In this study, we utilized two popular algorithms, DaPars2 and QAPA, to quantify APA events from standard RNA-seq data. DaPars2 only predicts single proximal site, and the end of 3′UTR was taken as the distal site by default, so we used the percentage of the distal poly(A) site usage index (PDUI) to quantify APA events. PDUI value was a novel, intuitive ratio for quantifying APA events based on RNA-seq data (28), which was calculated by the expression level of isoform with the distal poly(A) site, divided by the total expression level of isoforms with both distal and proximal poly(A) sites. To reduce false positives, we discarded the PDUIs of certain transcripts for which the coverage of the last exon <30× or the percentage of samples supporting this PAS cluster (SampleP) < 5% (Figure 1B) (24,28). For QAPA, which is based on transcript-level abundance, it can calculate the relative proportion of each isoform in a gene using the PAS annotation files from GENCODE basic poly(A) annotation track, PolyASite (42) and/or custom file, so we used Poly(A) Usage (PAU) to quantify APA events. Due to the lack of PAS annotation files for most animals, we first created PAS annotation files based on the PAS extracted from DaPars2 results with the SampleP ≥ 5% (Figure 1B). Since mouse and worm have PAS annotation files in PolyASite database, these PAS annotation files were merged with our PAS annotation files for QAPA calculation.

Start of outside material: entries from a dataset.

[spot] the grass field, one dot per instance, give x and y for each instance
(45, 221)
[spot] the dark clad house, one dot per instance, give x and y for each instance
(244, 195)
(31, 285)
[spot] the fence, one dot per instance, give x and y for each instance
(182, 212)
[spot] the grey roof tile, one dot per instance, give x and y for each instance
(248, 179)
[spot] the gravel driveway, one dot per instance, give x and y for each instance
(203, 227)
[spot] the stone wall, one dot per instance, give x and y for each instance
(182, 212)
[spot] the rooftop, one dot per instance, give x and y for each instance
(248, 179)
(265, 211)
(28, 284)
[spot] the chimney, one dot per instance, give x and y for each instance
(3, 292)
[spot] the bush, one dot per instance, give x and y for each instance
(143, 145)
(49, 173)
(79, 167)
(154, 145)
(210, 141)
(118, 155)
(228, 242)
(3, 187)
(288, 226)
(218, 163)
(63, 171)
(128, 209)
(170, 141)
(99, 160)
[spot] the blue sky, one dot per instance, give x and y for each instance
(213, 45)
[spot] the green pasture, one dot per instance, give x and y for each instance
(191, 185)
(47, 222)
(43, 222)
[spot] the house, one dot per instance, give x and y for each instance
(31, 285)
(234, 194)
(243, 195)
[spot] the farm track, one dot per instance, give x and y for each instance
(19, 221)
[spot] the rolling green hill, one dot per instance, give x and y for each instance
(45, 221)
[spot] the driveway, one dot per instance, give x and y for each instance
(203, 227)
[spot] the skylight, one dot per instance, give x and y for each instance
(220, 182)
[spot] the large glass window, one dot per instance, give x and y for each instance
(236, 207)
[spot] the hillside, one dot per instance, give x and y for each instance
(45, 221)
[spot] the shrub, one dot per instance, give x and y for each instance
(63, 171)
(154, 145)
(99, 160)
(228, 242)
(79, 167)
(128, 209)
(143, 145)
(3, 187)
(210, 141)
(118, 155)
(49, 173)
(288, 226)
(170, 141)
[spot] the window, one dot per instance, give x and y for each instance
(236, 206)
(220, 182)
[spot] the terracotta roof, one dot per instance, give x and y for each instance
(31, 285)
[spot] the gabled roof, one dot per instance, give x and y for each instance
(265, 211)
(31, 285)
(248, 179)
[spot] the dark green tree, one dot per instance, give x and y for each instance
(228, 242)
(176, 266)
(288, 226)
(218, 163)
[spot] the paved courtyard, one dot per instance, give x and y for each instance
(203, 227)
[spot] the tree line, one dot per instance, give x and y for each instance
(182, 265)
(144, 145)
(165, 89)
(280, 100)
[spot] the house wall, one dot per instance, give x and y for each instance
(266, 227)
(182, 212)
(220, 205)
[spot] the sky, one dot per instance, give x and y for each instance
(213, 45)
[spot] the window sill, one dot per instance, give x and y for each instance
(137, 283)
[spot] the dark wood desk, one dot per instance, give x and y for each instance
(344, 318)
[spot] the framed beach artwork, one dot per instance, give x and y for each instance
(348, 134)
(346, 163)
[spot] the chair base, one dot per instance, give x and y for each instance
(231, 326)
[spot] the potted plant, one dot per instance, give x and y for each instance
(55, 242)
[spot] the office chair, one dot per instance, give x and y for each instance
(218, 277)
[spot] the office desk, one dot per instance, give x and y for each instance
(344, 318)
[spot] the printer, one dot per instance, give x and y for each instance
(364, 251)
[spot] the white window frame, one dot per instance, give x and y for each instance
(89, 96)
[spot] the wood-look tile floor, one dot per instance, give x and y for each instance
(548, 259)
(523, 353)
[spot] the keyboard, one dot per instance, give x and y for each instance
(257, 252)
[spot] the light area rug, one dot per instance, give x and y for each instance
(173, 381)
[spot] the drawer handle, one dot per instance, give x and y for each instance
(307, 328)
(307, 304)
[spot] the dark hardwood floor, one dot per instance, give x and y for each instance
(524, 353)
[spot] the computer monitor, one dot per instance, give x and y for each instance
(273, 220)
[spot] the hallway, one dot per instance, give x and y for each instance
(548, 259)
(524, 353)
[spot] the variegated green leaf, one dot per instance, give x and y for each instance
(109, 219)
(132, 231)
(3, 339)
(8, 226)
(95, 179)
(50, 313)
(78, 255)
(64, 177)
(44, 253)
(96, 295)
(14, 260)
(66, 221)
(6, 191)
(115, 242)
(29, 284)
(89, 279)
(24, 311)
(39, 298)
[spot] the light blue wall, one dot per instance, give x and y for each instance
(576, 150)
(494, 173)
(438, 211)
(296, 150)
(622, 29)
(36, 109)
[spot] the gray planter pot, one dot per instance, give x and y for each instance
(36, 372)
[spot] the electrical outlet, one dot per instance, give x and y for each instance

Polyadenylation is the result of an RNA processing reaction. In the polyadenylation process, a multiprotein complex assembles on specific sequences of the pre-mRNAs, which are called the cleavage and polyadenylation signals (pA signals) (43). pA signals are composed of sequences that flank either side of where the pre-mRNA is endonucleolytically cleaved and subsequently polyadenylated (43). The classic pA signal is a bipartite sequence element that usually consists of a PAS hexamer, as well as upstream and downstream motifs of the cleavage site. In this study, we scanned the 50 nt (1,26) upstream sequence of the PAS to find PAS hexamers by DREME (44). In addition, for each PAS, motifs respectively at 200 nt upstream and downstream (1) from the PAS were obtained using MEME (45). Motifs were further filtered based on the following conditions: the statistical significance of the motif (E-value) > 0.05, the percentage of sites contributing to the construction of the motif (CountP) < 5% for MEME, or the percentage of sequences matching the motif (CountP) < 5% for DREME (Figure 1B).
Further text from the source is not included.